[PATCH blktests] nvme: test log page offsets

Tue Feb 6 20:32:02 PST 2024

On Feb 05, 2024 / 22:41, Keith Busch wrote:
> On Tue, Feb 06, 2024 at 06:02:24AM +0000, Shinichiro Kawasaki wrote:
> > Hi Keith, thanks for the patch.
> > 
> > On Feb 05, 2024 / 10:52, Keith Busch wrote:
> > > From: Keith Busch <kbusch at kernel.org>
> > > 
> > > I've encountered a device that fails catastrophically if the host
> > > requests to an error log with a non-zero LPO. The fallout has been bad
> > > enough to warrant a sanity check against this scenario.
> > 
> > Question, which part of the kernel code does this test case cover? I'm wondering
> > if this test case might be testing NVMe devices rather than the kernel code.
> 
> This is definitely a device-side focused test. This isn't really
> exercising particularly interesting parts of the kernel/driver that are
> not already thoroughly hit with other tests.
>  
> > Also, was there any related kernel code change or discussion? If so, I would
> > like to leave links to them in the commit message.
> 
> Not a kernel change, but a tooling change. smartmontools, particularly
> the minor update package from Redhat, version 7.1-3, introduced a change
> to split large logs into multiple commands. The device doesn't just
> break itself in this scenario: every non-posted PCIe transaction times
> out after it sees an error log command with a non-zero offset that AER
> handing fails to recover, taking servers offline with it. A truly
> spectacular cascade of failure from a seemingly benign test case.
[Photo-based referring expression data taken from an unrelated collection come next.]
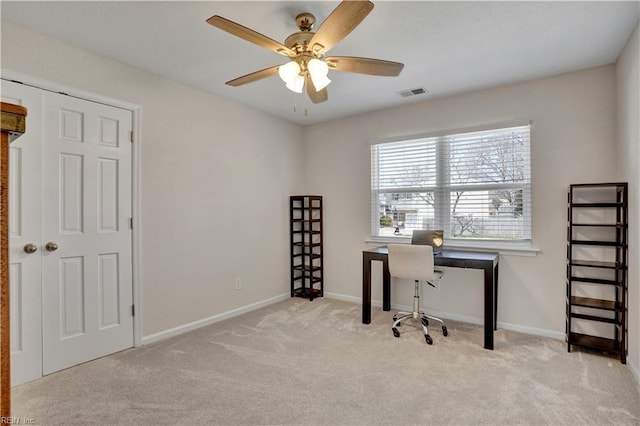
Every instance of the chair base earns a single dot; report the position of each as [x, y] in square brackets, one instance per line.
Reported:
[399, 317]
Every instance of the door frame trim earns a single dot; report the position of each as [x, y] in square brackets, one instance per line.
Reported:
[136, 207]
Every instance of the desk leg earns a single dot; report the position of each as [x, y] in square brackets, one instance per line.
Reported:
[366, 289]
[489, 306]
[386, 286]
[495, 297]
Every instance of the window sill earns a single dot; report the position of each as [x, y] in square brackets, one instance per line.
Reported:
[505, 248]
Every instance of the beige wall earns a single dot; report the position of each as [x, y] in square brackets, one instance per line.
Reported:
[573, 140]
[215, 182]
[628, 90]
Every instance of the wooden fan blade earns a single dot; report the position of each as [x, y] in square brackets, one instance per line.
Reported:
[249, 35]
[254, 76]
[315, 96]
[364, 65]
[339, 24]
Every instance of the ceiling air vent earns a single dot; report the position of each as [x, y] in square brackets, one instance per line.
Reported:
[412, 92]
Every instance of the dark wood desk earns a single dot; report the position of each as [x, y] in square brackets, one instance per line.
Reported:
[488, 262]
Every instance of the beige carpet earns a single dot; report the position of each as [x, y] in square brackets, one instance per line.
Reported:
[299, 362]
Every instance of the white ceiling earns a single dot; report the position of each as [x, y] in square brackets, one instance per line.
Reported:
[447, 47]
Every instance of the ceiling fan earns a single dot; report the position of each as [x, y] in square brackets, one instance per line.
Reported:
[306, 49]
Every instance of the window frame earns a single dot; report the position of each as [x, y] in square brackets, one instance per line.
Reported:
[442, 212]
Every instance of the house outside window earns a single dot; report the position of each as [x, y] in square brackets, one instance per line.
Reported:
[473, 185]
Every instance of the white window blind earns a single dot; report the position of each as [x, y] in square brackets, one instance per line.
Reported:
[472, 185]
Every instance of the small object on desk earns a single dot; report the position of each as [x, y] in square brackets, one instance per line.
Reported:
[429, 237]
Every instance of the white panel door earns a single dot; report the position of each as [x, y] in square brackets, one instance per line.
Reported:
[87, 263]
[25, 227]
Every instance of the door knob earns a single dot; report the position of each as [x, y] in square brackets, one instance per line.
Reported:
[30, 248]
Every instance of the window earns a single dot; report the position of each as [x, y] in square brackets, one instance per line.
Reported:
[473, 185]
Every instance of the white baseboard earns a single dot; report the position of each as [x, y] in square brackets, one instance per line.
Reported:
[211, 320]
[634, 370]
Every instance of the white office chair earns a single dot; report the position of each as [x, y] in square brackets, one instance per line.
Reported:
[414, 262]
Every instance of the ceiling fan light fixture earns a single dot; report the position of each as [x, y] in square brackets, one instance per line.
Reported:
[318, 70]
[296, 84]
[289, 71]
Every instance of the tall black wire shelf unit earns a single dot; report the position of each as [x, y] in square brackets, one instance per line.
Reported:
[597, 268]
[307, 271]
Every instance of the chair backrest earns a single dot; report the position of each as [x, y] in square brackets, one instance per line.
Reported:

Thanks for the explanations. The issue sounds nasty. IIUC, the motivation to
add this test case is to catch the device issue early and to not lose
developer's precious time to debug it again.

Having said that, this test case will be the first test case to test *devices*,
and it will extend the role of blktests. So far, all blktests test cases are
intended to test kernel/driver *code*.

With this background, I have two questions in my mind:

Q1) What is the expected action to take when blktests users observe failure of
    the test case? Report to linux-block or linux-nvme? Or report to the
    device manufacturer?

Q2) When a new nvme driver patch needs check before submit, is this test case
    worth running?

I guess the answer of Q1 is 'Report to the device manufacturer' and the answer
of Q2 is 'No'. It would be the better to clarify these points with some more
descriptions in the comment block of the test case.
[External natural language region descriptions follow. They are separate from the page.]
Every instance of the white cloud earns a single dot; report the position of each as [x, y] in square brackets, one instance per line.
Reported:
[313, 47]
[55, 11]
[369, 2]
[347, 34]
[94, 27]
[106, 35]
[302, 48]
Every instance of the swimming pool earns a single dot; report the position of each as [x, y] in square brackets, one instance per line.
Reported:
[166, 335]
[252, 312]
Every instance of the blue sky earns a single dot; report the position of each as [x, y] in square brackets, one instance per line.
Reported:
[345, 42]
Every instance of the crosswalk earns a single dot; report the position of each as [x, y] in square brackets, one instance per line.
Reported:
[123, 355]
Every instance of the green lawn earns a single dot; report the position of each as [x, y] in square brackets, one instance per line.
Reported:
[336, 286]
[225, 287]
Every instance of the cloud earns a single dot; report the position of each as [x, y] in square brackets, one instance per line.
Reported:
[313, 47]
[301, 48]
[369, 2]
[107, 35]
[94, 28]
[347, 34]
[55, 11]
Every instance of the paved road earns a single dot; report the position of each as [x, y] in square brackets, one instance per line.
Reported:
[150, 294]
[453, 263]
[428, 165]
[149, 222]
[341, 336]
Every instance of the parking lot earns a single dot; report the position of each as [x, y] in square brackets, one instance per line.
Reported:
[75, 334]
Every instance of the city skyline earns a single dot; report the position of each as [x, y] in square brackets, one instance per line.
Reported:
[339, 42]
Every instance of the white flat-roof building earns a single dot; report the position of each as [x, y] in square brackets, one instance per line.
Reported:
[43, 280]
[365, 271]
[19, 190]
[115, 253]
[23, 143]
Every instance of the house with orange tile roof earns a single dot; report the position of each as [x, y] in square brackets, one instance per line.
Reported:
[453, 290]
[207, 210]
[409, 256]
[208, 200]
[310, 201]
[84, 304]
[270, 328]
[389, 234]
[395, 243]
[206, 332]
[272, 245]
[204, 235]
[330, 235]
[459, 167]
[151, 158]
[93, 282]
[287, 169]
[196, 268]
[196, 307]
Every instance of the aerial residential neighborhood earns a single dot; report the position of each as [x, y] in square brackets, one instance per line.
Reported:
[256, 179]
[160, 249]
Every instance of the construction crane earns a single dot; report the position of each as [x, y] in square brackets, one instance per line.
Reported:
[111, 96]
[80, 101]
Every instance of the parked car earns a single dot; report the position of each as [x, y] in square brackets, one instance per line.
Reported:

Another idea is to separate the test case from the nvme group to a new group
called "nvmedev" or "devcompat", which is dedicated to check that the storage
devices work good with Linux storage stack. It will make it easier for the
blktests users to understand the action to take, and which test group to run.
What do you think?

...

> 
> > I ran this test case on my test system using QEMU NVME device, and saw it failed
> > with the message below.
> > 
> > nvme/051 => nvme0n1 (Tests device support for log page offsets) [failed]
> >     runtime  0.104s  ...  0.126s
> >     --- tests/nvme/051.out      2024-02-06 09:46:03.522522896 +0900
> >     +++ /home/shin/Blktests/blktests/results/nvme0n1/nvme/051.out.bad   2024-02-06 14:50:57.394105192 +0900
> >     @@ -1,2 +1,3 @@
> >      Running nvme/051
> >     +NVMe status: Invalid Field in Command: A reserved coded value or an unsupported value in a defined field(0x4002)
> >      Test complete
> >
> > I took a look in the latest QEMU code, and found it returns "Invalid Field in
> > Command" when the specified offset is larger than error log size in QEMU. Do I
> > miss anything to make this test case pass?
> 
> Ah, good catch. I don't want to fail the test if the device correctly
> reports an error, so I'd need to redirect 2>&1. Success for this test is
> just if the command completes at all with any status.

Got it, thanks for the clarification.